I. Materiell-rechtliche Probleme
- Urheberrechtsverletzungen: Der Tatbestand des § 106 Abs. 1 UrhG ist wohl erfüllt. Jedenfalls die Staatsanwaltschaft Hof ging hiervon aus.
§ 106 UrhG Unerlaubte Verwertung urheberrechtlich geschützter Werke:(1) Wer in anderen als den gesetzlich zugelassenen Fällen ohne Einwilligung des Berechtigten ein Werk oder eine Bearbeitung oder Umgestaltung eines Werkes vervielfältigt, verbreitet oder öffentlich wiedergibt, wird mit Freiheitsstrafe bis zu drei Jahren oder mit Geldstrafe bestraft.
(2) Der Versuch ist strafbar.
- Möglicherweise § 263 Abs. 1 StGB (Betrug) gegenüber dem Deutschen Bundestag durch Nutzung dessen wissenschaftlichen Dienstes für private Zwecke. Hier fehlt es wohl vor allem am Schaden.
- Möglicherweise § 266 Abs. 1 StGB (Untreue) durch dieselbe Handlung. Insofern ist jedoch schon das Vorliegen einer Vermögensbetreuungspflicht (nach h.M. für beide Tatvarianten erforderlich) mehr als fraglich.

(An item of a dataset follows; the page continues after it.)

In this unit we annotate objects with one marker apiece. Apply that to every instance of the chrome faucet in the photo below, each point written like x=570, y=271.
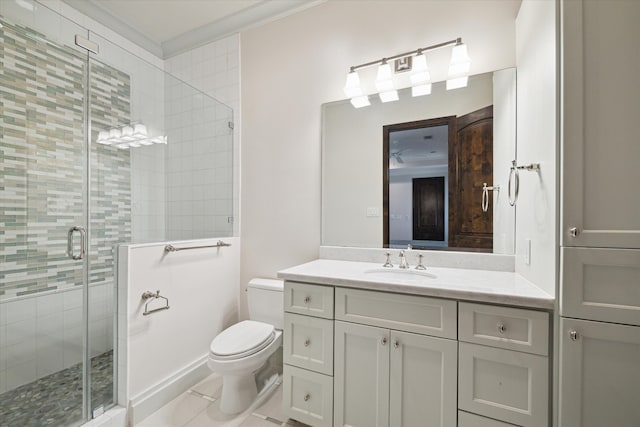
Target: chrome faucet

- §§ 267, 274 StGB (Urkundenfälschung, Unterdrückung von Urkunden): Schützen nicht die inhaltliche Richtigkeit.
- Amtsanmaßung (§ 132a StGB): Der Titel war wirksam verliehen, daher durfte Guttenberg ihn auch führen.
In der Prüfung ist insofern in erster Linie Problembewußtsein und dann eigenständige Argumentation gefragt. Zu den materiell-rechtlichen Problemen ausführlicher unser Artikel: „Noch einmal aus aktuellem Anlass: Strafbarkeit bei plagiierten Dissertation“ und, insbesondere zum Betrug und der zivilrechtlichen Seite „Plagiat in der Dissertation von Bundesverteidigungsminister zu Guttenberg – rechtliche Implikationen und andere interessante Fälle„.

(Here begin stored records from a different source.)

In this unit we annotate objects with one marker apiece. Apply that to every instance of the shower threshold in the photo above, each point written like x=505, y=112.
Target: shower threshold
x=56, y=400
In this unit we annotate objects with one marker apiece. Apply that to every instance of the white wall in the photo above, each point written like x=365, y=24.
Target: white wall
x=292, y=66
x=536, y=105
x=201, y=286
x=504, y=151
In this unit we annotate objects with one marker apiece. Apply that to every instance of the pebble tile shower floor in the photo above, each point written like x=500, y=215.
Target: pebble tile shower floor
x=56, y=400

II. Die Einstellung nach § 153a StPO
Vorliegend hat die Staatsanwaltschaft das Verfahren nach § 153a StPO gegen Zahlung von 20.000€ an die Deutsche Kinderkrebshilfe eingestellt. Die Einstellung nach § 153a StPO ist ein in der Praxis häufiges Mittel, wenn eine Einstellung nach § 153 StPO wegen geringer Schuld (und fehlendem öffentlichen Interesse) nicht mehr in Betracht kommt.
§ 153a StPO geht in zweierlei Hinsicht über § 153 StPO hinaus, nämlich sowohl hinsichtlich des Grades der Schuld wie auch hinsichtlich des öffentlichen Interesses an der Strafverfolgung: Während § 153 StPO eine Einstellung nur zulässt, wenn die Schuld Täters „gering“ ist UND KEIN öffentliches Interesse an der Strafverfolgung besteht, ermöglicht § 153a StPO eine Einstellung „soweit die Schuld des Täters nicht entgegensteht“ – also bei einem höheren Maß an Schuld. Außerdem trotz eines zunächst bestehenden öffentlichen Interesses an der Strafverfolgung eingestellt werden, soweit dieses durch Auflagen nach § 153a Abs. 1 S. 2 StPO beseitigt wurde.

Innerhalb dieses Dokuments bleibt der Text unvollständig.